Потом, уже с меньшим сопротивлением, они освободились от других вещей, которые собирались взять с собой, и от накидки Дорантеса. Кастильо с трудом отказался от кинжала, спрятанного в распятии. Здесь я тоже настоял на своем, и мы бросили это гнусное оружие в болото.

Я не мог допустить, чтобы мы отправились в путь, пренебрегши мудрым советом касика Дулхана — являться в селения по Дороге маиса совершенно голыми, безоружными и без высокомерной уверенности, что Бог нас сохранит.
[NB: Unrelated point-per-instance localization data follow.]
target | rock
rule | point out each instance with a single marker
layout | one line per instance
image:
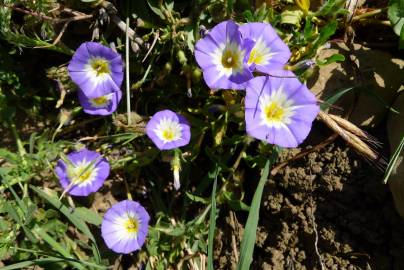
(381, 73)
(395, 131)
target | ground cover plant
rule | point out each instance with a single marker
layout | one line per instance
(204, 134)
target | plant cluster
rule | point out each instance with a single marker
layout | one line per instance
(202, 79)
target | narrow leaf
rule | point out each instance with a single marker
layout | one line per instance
(74, 218)
(393, 161)
(250, 232)
(212, 222)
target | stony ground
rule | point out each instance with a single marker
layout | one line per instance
(332, 197)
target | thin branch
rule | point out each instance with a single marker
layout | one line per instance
(156, 36)
(127, 73)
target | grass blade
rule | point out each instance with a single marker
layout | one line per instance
(72, 216)
(212, 222)
(248, 241)
(56, 246)
(393, 160)
(335, 97)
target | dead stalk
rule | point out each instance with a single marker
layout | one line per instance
(352, 139)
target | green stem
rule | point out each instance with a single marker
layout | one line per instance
(369, 14)
(20, 147)
(127, 73)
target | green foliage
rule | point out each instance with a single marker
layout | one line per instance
(36, 227)
(396, 15)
— Поверь, Андрее, — сказал я Дорантесу, — все, что мы привезли из-за моря, мы за эти годы растеряли, и нам нет надобности выставлять напоказ то доброе, что еще осталось у нас в душе, то, чему мы научились в объятиях нашей матери…

В «Кораблекрушениях» я рассказал некоторые подробности этих долгих странствий, в которых мы утратили страх перед землями и племенами, попадавшимися на пути. Мы переправились через четыре большие реки[71] и пересекли пять областей, отделяющих Дорогу коров от легендарной Дороги маиса.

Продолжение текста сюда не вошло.